41/02 Passrecht Fremdenrecht;
49/01 Flüchtlinge;

Norm

AsylG 1997 §7;
FlKonv Art1 AbschnA Z2;

Betreff

Der Verwaltungsgerichtshof hat durch den Vorsitzenden Senatspräsident Dr. Puck und die Hofräte Dr. Baur und Dr. Hinterwirth als Richter, im Beisein der Schriftführerin Dr. Hohenecker, über die Beschwerde der am 9. Oktober 1966 geborenen MT in Wien, vertreten durch Dr. Kurt Ludwig Breit, Rechtsanwalt in 1010 Wien, Dominikanerbastei 22, gegen den Bescheid des unabhängigen Bundesasylsenates vom 2. Februar 1998, Zl. 201.554/0-VII/20/98, betreffend Asylgewährung (weitere Partei: Bundesminister für Inneres), zu Recht erkannt:

Spruch

Die Beschwerde wird als unbegründet abgewiesen.

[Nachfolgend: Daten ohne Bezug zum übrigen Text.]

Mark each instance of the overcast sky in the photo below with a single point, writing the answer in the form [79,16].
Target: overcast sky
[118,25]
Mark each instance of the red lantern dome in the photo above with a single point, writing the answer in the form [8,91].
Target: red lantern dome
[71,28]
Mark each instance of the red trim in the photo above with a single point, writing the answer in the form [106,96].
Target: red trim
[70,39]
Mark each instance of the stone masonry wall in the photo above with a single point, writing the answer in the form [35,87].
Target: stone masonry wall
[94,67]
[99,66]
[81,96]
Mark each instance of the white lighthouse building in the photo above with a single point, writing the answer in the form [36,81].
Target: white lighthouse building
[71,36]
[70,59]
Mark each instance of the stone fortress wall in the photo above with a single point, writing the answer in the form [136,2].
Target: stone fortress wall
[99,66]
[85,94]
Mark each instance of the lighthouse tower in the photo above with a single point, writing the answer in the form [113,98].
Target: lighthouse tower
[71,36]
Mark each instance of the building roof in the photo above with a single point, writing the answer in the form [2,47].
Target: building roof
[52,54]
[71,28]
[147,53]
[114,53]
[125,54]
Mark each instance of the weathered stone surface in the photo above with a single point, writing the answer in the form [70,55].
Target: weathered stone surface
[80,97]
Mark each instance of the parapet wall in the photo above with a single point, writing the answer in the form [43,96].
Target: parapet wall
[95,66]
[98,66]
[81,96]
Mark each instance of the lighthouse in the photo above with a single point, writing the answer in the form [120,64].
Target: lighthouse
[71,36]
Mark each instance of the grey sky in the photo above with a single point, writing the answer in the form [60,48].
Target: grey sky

Die Beschwerdeführerin hat dem Bund (Bundeskanzleramt) Aufwendungen in der Höhe von S 565,-- binnen zwei Wochen bei sonstiger Exekution zu ersetzen.

Begründung

Die Beschwerdeführerin, eine Staatsangehörige des Irak, reiste am 9. Dezember 1997 unter Umgehung der Grenzkontrolle in das Bundesgebiet ein und beantragte am 16. Dezember 1997 die Gewährung von Asyl. Anlässlich ihrer Einvernahme bei der Bezirkshauptmannschaft Neusiedl/See am 11. Dezember 1997 gab sie an, den Irak deshalb verlassen zu haben, weil sie die Unterdrückung nicht mehr ertragen habe. Ihr Vater sei Kaufmann gewesen und sei immer wieder telefonisch von der Partei bedroht worden. Als schließlich Freunde ihres Vater gekommen seien und ihm geraten hätten, er solle das Land verlassen, seien ihre Eltern nach Jordanien gegangen. Sie sei zusammen mit ihrem Bruder im Irak verblieben. Aus Angst vor den Behörden hätten sie das Land verlassen.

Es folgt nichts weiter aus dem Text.